Calling a spade a shovel

Johor TodayAs always happens, Singapore is having yet another spat with Malaysia over remarks made by MM Lee Kuan Yew that the Chinese in Malaysia have been systematically marginalised all these years. Not only that, Indonesia got mentioned too in the same breadth and now Singapore has been asked to explain those remarks to both countries.

I don't know what Singapore's diplomats are going to say, but perhaps MM should have been less candid with his remarks in the first place. But what's done is done, and MM managed to offend the people whose country it is sandwiched between. This is certainly not a very comfortable position to be in.
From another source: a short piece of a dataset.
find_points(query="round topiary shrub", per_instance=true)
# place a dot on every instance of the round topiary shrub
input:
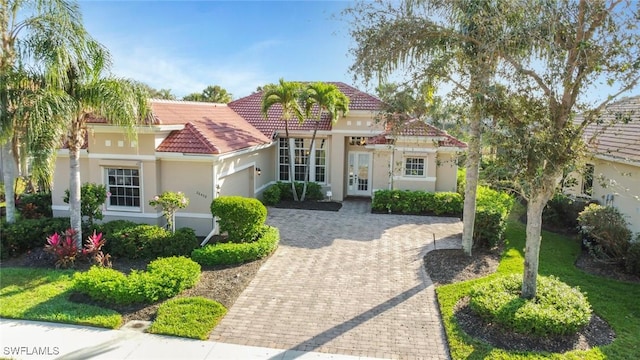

Nevertheless, it is interesting to note that nobody in Singapore disagrees openly with MM's opinions and some in Malaysia have written to the local press to support his views.

Of course, Malaysia has reacted in many other threatening ways, one of which is that UMNO grassroots politicians have reportedly called on PM AA Badawi to ensure that Singapore does not benefit from the South Johor Economic Region (SJER) plan - that grand plan to transform Johor into an economic powerhouse that matches that in the Klang Valley in KL. This really shows that these grassroots politicians have no idea what they are talking about and that they don't under the SJER plan at all. Let me quote Malaysia's MIDA on this plan:

Presently most of the services activities are concentrated in the Klang valley. To take advantage of the inherent strength and business activities in the southern region, the South Johor Economic Region will be developed as a REGIONAL HUB for services. The services sector will be supported with specific funding such as the Export Services Fund and the SMEs Export Services Fund.
Source: 9th Malaysia Plan

First, it will be very strange for a hub to be off-centre with Singapore's exclusion, and second, where and who do they think the 'strength and business activities in the southern region' is currently fueled mainly by? Singapore may sometimes appear arrogant, but it cannot be denied that the main engine running in the south of the Peninsula is Singapore. It is a fact that many enterprises in Johor are owned, though not always operated, by Singapore businessman. The Port of Tanjong Pelapas itself will not an economic miracle make, so who are these politicians deceiving anyway?

In today's globalised world, SJER will succeed spectacularly if it collaborates with that little red dot at the tip of the Malay Peninsula. Otherwise, it is not certain that this planned regional hub for services will amount to much more than rhetoric. Our Malaysia grassroots political friends are speaking as if SJER will be a reality next month. All I can say is, don't count your chicks before the eggs hatch.